Cheaper is not always better when it comes to the costs of vehicle ownership

For many South Africans a car is the second biggest expense after buying a home, and committing to the costs associated with ownership can be a daunting experience. In an industry perceived to be fraught with fly-by-night businesses and individuals who may not have customers’ best interests at heart, it’s becoming increasingly important for consumers to transact with reputable and accredited dealers and financial institutions.

“Franchise dealers are accountable to international brands. Recourse and redress against known and larger entities has shifted power to the consumer largely because of social media,” says Mark Dommisse, the National Automobile Dealers’ Association (NADA) Chairperson. NADA is a constituent association of the Retail Motor Industry Organisation (RMI)

“There is far more risk to a larger business than there is to a smaller independent and unaccredited dealership or workshop. Consumers are in superior positions to ensure that if anything goes wrong, the franchise dealer and the international brand behind it will do all things reasonable to assist with resolution.

“Motorists who do business with franchised and accredited dealers also have better recourse to dispute resolution, when necessary, which is invaluable when dealing with a high-cost item such as a motor vehicle,” adds Dommisse.

The NADA Chairperson went on to explain that NADA members and accredited franchise dealers are also in pole position to train staff to handle the growing wave of electric and hybrid vehicles coming from most vehicle manufacturers and importers represented locally.

A recent study, the 2022 Green Economy Market Intelligence report, compiled by GreenCape, a non-profit company in the Western Cape, has highlighted a shortage of EV-skilled workers required to deal with the sales and servicing of the New Energy Vehicles that have hybrid, plug-in hybrid or battery electric drivetrains.

Accredited franchised dealers are required to employ qualified technicians, who attend regular training at respective manufacturers and importers to ensure that they are fully abreast with the latest technology incorporated into the vehicles.

“We are confident that our dealers will have access to the resources needed to upskill employees where necessary so we can fulfil our objective of building rewarding relationships between dealers and their customers in this rapidly changing mobility environment,” concluded Dommisse.

Accredited dealers are able to provide peace of mind during all phases of the total vehicle ownership experience, from the initial purchase to subsequent servicing and repairs with qualified personnel who undergo correct and on-going skills training.
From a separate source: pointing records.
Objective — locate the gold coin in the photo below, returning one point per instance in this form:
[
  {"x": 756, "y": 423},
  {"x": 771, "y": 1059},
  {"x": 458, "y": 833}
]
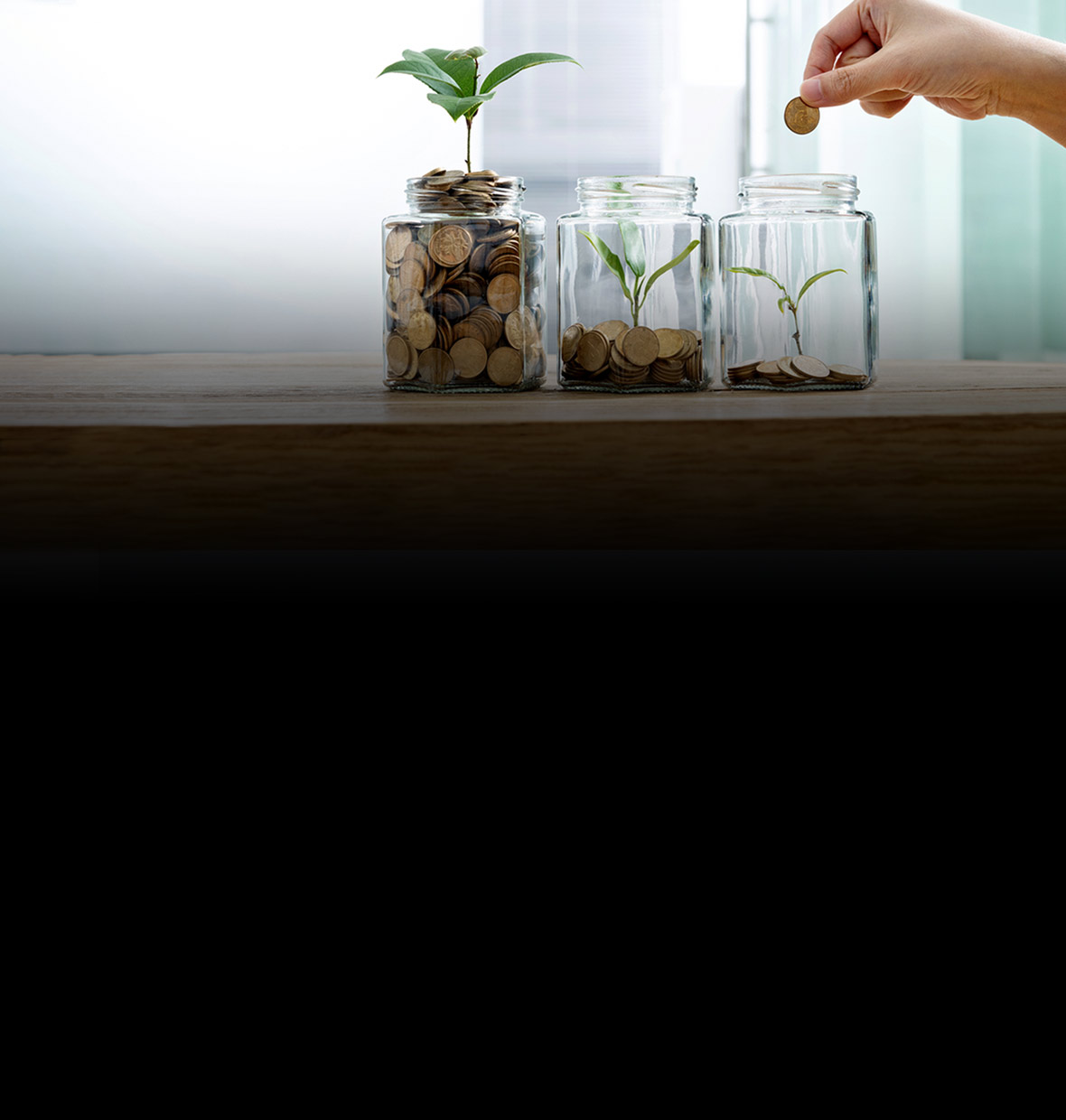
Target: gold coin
[
  {"x": 671, "y": 343},
  {"x": 809, "y": 367},
  {"x": 593, "y": 350},
  {"x": 504, "y": 293},
  {"x": 505, "y": 367},
  {"x": 421, "y": 330},
  {"x": 435, "y": 367},
  {"x": 570, "y": 339},
  {"x": 841, "y": 372},
  {"x": 800, "y": 117},
  {"x": 640, "y": 346},
  {"x": 397, "y": 242},
  {"x": 520, "y": 328},
  {"x": 611, "y": 328},
  {"x": 401, "y": 356},
  {"x": 469, "y": 356},
  {"x": 450, "y": 246}
]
These dealers are also skilled in the requirements of the Consumer Protection Act and the growing number of financial / transactional requirements from the authorities, which provides added assurance for their customers.

Franchise dealers represent approximately R50-billion in investment and employ 58 000 people directly and 25 000 indirectly, making NADA a key component of South African retailing. The automotive industry’s total contribution to GDP is 4.9%, of which 2.8% is attributed to manufacturing and 2.1% to retail.